In an attempt to substitute imported products, IPDC’s parks were able to substitute 80 million USD worth of products surpassing the target set at 55 million USD. Some of the new products produced during the same the 6 month period are packaging products, dyes, leather products, and stationery supplies. With a 25% increase from last year’s revenue, the corporation secured 104,428,447 USD in revenues. Since their inception in 2014 the industrial parks under the IPDC were able to garner a total of 850 million USD in foreign currency aiding the country in its effort to obtain much needed foreign currency.
As of now a total of 158 shades are occupied in the parks representing 97% of the available shades. The parks have also employed the ZLDE waste treatment technology to treat and reuse effluent water. In their efforts to fulfill social responsibilities and put their mark on the Green legacy of Ethiopia workers of the industrial parks have been engaged in blood donation and a 1.4 million birr donation to the FDRE Defense Force’s national cause in the northern Ethiopia conflict. Also, a total of 785,000 plants have been planted in response to the Green legacy national call by PM Abiy Ahmed.

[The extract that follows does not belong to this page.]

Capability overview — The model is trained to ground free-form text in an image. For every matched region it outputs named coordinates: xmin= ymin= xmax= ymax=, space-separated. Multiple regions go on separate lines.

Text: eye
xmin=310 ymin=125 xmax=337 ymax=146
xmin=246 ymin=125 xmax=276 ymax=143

The corporation’s parks have been hit by the exclusion of Ethiopia from the AGOA but while the government of Ethiopia is in talks with the US to rescind the decision, studies are being conducted of the part of the GoE to find alternative markets. Since most companies in the industrial parks are international firms having their own established markets abroad, the impact of AGOA will be insignificant. Additionally, China has also brandished an opportunity act that is similar with the AGOA for agro industries. These mitigating factors are assisting the industrial parks achieve their targets and even move beyond.